The bankruptcy court also considered that plaintiffs actions forced debtor to file bankruptcy to avoid appointment of a receiver, which would have adversely affected debtor’s business. Nonetheless, the operation of section 726 is largely within the control of the debtor.
Wozab,
51 Cal.3d at 1004, 275 Cal.Rptr. 201, 800 P.2d 557. If debtor had wanted to stop plaintiffs actions earlier and force her to pursue the security first, he had the opportunity to raise the one-action rule in response to those actions. He did not do that until plaintiff brought this dischargeability action.

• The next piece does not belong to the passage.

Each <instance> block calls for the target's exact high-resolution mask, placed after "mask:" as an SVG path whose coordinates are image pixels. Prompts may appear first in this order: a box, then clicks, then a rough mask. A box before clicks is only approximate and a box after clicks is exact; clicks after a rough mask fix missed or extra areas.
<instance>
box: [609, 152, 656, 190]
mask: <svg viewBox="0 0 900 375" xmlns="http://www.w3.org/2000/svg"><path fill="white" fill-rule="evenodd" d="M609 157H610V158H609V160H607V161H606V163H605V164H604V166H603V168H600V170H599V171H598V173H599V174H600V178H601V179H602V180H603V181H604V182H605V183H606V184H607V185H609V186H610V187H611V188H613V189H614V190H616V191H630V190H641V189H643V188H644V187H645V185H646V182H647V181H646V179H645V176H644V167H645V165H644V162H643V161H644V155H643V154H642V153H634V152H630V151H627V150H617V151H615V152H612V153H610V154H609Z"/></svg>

Finally, the bankruptcy court can provide sufficient protection from actions of plaintiff that threaten debtor’s business without requiring her to forfeit both her security and the debt. The bankruptcy court’s sanction of extinguishing the debt was an abuse of discretion.
2.
Did the bankruptcy court err in awarding attorney fees?
A party is entitled to attorney fees only if provided by statute or contract.
In re Sparkman,
703 F.2d 1097, 1099 (9th Cir.1983). There is no general right to attorney fees under the Bankruptcy Code.
In re Baroff,
105 F.3d 439, 441 (9th Cir.1997). Nor is there any specific provision allowing for attorney fees in a dischargeability action under the facts of this case.

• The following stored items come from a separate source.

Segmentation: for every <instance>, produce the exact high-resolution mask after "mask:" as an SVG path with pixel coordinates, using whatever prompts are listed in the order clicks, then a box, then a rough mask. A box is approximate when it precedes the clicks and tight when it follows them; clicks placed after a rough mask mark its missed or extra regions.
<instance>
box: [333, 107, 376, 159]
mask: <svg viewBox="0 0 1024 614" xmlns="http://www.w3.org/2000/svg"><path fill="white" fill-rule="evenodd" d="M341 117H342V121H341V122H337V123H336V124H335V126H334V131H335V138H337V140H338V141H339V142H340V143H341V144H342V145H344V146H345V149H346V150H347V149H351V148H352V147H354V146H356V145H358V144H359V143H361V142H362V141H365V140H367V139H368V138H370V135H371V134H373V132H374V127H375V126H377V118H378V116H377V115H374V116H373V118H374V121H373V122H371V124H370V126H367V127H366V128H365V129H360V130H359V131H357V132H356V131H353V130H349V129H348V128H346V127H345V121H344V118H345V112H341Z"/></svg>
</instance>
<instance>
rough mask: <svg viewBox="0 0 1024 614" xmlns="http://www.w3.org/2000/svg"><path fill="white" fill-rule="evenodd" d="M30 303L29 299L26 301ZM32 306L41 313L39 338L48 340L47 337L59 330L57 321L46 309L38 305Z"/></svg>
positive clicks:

Therefore, there is no right to attorney fees for litigating the dischargeability issue.
In re Hashemi,
104 F.3d 1122, 1126-27 (9th. Cir.),
cert. denied
— U.S. —, 117 S.Ct. 1824, 137 L.Ed.2d 1031 (1997).

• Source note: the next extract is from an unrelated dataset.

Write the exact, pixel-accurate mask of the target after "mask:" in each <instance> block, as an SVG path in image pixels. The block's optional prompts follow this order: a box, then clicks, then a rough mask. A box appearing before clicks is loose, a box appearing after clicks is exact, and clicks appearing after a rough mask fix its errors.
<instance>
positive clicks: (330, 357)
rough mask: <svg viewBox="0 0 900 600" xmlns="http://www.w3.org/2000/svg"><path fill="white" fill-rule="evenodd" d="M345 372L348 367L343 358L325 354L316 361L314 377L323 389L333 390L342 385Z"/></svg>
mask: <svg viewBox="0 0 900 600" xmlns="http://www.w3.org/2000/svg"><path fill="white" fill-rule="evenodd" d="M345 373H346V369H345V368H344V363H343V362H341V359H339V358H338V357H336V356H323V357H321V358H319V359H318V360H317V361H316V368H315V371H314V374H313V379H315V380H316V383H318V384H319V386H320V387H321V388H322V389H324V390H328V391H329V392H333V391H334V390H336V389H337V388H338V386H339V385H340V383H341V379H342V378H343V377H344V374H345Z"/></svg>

A prevailing party in a bankruptcy proceeding may, however, be entitled to attorney fees under applicable state law “if state law governs the substantive issues raised in the proceedings.”
Baroff,
105 F.3d at 441. Because California law governs the enforceability of the debt, debtor is entitled to fees for the costs of litigating that issue if state law so provides.
Hashemi,
104 F.3d at 1127.
In light of our reversal of the sanction for violation of the one-action rule, the case must be remanded for the bankruptcy court to reconsider whether there is a right to attorney fees under state law
and, if so, whether debtor is the prevailing party on the
state law issue. If it determines that debtor is entitled to fees, it must determine whether debtor incurred any segregable fees in prosecuting the action regarding enforcement of the debt, and if so, the amount of any such fees.
Hashemi,
104 F.3d at 1127.
CONCLUSION
The trial court erred in extinguishing the debt that was secured by the trust deed. Therefore, the court’s order extinguishing the debt is REVERSED. The case is REMANDED for reconsideration of whether debtor is entitled to attorney fees and, if so, for a determination of what fees are attributable to the issue of enforcement of the debt.